The Hip Lift/Upa – the technical aspect

We talked about how many grapplers, even experienced ones, can sometimes have a poor Upa (Hip Lift) or use it incorrectly. In this article, I will go over the points that I think are critical to success in this move. This article will not cover how/when/why to use the move, but rather the technical execution only.

The first thing we need to do is make sure our arms are compressed inwards.

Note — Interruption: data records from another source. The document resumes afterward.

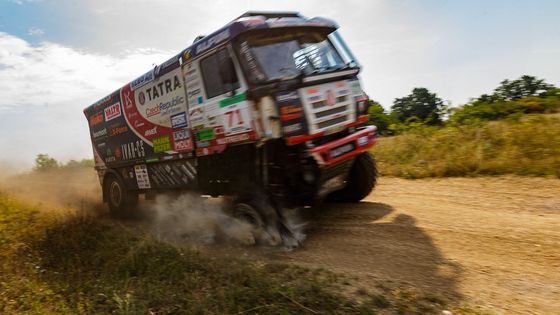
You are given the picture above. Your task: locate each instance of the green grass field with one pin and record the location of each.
(52, 262)
(529, 145)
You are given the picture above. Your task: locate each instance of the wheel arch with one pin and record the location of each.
(106, 176)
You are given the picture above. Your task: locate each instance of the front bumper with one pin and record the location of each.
(345, 148)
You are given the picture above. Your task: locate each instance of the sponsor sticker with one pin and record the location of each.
(99, 133)
(118, 130)
(96, 119)
(151, 132)
(132, 150)
(162, 144)
(181, 135)
(179, 120)
(182, 145)
(206, 134)
(142, 177)
(112, 111)
(231, 139)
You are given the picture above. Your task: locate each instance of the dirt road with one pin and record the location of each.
(493, 242)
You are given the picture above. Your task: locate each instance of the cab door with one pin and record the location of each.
(219, 112)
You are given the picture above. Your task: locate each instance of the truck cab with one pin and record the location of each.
(268, 109)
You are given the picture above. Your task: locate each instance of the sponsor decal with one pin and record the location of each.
(292, 128)
(206, 44)
(330, 98)
(141, 98)
(162, 88)
(287, 96)
(142, 80)
(231, 139)
(142, 178)
(112, 111)
(179, 120)
(196, 115)
(151, 132)
(96, 119)
(161, 144)
(118, 130)
(99, 133)
(206, 134)
(133, 150)
(290, 109)
(202, 144)
(193, 93)
(233, 100)
(128, 99)
(182, 145)
(315, 98)
(164, 107)
(181, 135)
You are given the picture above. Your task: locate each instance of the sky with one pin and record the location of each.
(59, 56)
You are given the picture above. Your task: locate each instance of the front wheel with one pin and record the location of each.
(122, 203)
(361, 180)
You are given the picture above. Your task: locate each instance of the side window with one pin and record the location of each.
(218, 73)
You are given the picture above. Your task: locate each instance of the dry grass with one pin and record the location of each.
(80, 264)
(526, 146)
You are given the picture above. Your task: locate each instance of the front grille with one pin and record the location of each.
(329, 112)
(332, 122)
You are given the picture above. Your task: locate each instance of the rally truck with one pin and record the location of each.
(267, 111)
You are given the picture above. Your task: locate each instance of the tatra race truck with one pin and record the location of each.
(267, 111)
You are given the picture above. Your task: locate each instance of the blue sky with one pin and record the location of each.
(56, 57)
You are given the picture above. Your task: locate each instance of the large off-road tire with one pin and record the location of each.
(122, 203)
(361, 180)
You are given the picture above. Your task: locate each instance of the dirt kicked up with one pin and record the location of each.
(490, 242)
(493, 242)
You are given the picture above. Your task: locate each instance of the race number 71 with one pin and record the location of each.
(234, 117)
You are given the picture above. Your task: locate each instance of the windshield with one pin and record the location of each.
(286, 56)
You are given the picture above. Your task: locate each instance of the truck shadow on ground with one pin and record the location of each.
(362, 240)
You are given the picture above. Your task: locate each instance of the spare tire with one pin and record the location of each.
(360, 182)
(122, 202)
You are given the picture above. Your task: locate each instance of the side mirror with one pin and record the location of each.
(227, 72)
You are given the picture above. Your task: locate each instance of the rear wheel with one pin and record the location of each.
(122, 203)
(361, 180)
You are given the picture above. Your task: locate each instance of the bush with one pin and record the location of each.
(527, 145)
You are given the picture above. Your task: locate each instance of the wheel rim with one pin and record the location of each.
(248, 214)
(115, 193)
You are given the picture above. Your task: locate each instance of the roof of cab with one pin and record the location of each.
(248, 21)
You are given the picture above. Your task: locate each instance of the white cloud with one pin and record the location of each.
(34, 31)
(45, 89)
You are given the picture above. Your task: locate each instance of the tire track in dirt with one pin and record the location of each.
(493, 242)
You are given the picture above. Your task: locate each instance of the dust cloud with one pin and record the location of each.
(209, 220)
(196, 219)
(178, 217)
(72, 189)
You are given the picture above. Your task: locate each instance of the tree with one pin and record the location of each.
(523, 87)
(421, 104)
(380, 118)
(43, 162)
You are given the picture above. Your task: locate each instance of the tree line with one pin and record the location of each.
(512, 98)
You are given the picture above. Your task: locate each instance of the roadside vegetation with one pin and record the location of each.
(78, 264)
(514, 130)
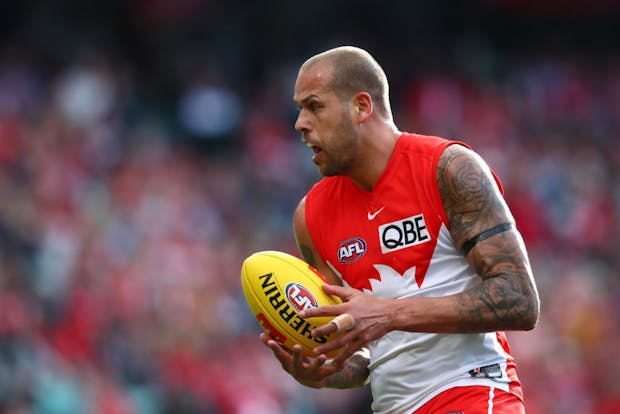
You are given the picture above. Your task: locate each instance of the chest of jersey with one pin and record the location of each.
(392, 229)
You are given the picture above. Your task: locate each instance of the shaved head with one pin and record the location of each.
(354, 70)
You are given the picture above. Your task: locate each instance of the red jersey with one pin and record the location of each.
(394, 242)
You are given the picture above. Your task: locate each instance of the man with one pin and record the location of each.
(416, 238)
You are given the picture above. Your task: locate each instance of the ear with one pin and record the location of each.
(362, 106)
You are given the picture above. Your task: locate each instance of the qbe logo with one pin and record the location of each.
(403, 233)
(299, 297)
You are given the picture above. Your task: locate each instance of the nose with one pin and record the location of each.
(301, 125)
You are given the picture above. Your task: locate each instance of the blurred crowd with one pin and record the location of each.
(124, 222)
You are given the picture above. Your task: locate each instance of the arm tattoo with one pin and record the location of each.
(506, 298)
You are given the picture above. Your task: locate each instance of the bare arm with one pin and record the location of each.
(507, 298)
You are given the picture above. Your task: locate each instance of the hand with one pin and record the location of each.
(371, 315)
(307, 371)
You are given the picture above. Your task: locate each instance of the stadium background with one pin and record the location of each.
(147, 147)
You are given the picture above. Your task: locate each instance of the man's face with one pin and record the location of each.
(326, 123)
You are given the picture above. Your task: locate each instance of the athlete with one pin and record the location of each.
(415, 237)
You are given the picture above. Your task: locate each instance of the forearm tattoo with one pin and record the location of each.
(507, 297)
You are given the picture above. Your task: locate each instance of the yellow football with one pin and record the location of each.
(277, 286)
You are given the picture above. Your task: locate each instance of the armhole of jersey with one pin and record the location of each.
(438, 202)
(313, 229)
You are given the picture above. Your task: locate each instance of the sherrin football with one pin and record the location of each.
(277, 286)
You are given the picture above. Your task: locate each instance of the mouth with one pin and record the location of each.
(315, 149)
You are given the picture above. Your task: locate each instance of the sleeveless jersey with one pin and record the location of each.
(394, 242)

The elbows should be connected to the ribcage, and the hands should be somewhere close to the face. There is no valid need to use the arms in the hip lift. It is a waste of time since we can use the power of the hips to do the work, and the arms are useless, so let’s keep them where they are useful and not vulnerable themselves.

Secondly, we need to bring the heels of both feet in as close to our butt cheeks as possible. If we are not spazzing out and keeping ourselves secure in Survival Position, we have time to make this crucial adjustment.

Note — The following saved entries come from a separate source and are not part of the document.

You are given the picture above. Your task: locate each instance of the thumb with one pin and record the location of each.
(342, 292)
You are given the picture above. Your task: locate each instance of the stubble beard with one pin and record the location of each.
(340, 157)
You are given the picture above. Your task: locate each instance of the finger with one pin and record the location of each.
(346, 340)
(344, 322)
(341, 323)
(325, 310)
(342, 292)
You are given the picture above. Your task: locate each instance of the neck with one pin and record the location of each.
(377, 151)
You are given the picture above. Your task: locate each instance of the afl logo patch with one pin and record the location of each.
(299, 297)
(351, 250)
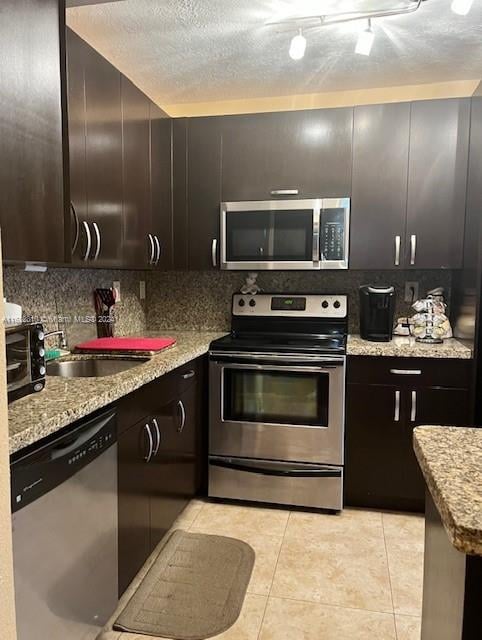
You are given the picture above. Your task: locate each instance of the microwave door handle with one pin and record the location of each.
(316, 235)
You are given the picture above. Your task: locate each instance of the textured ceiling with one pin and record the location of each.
(184, 51)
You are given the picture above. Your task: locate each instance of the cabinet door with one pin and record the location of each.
(134, 502)
(136, 179)
(32, 205)
(160, 183)
(203, 191)
(76, 51)
(379, 460)
(103, 159)
(305, 151)
(439, 138)
(379, 186)
(174, 466)
(439, 406)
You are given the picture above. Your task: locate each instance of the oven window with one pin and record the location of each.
(277, 397)
(262, 236)
(18, 361)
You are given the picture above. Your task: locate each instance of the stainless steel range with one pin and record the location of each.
(277, 401)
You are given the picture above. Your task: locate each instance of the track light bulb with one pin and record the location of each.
(461, 7)
(298, 46)
(365, 40)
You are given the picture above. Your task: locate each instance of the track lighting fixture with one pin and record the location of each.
(461, 7)
(365, 40)
(298, 46)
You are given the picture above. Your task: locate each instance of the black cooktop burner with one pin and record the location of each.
(273, 343)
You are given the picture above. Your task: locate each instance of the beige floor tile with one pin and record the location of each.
(408, 627)
(334, 573)
(352, 525)
(248, 624)
(404, 537)
(227, 519)
(291, 620)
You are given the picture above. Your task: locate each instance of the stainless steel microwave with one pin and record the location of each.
(285, 234)
(25, 360)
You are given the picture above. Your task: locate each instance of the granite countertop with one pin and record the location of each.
(65, 400)
(451, 462)
(407, 347)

Third, we have to lift our head up from the ground. If we leave it on the ground, it actually acts as a brake and stopping point for our movement.

Finally, we lift upwards using our core and hips as the driver. The same part of our body that allows us to dead lift 500 pounds is what we rely on now. Continue the drive as high as you can until the only points touching the ground are the tips of our toes and our shoulder blades. Drive straight upwards. You are not trying to move the opponent to one side or another. Rather you are getting his weight as high up vertically as possible so you can use that room to move. Let him fall to a side if he has to, but it is not your immediate concern or intent.

May of the failures with the hip lift come about from where someone fails in any of the above points. Another failure is when someone does not practice the move enough and is not able to get much of an arch as they drive upwards with their hips so you do not end up creating much vertical space. However, there is an easy and cheap solution to that issue – practice the move properly! It sounds stupid, but doing 10-20 perfect hip lifts everyday will teach your body how to do it, and will groove in that neural pathway so you won’t have to think about it under stress.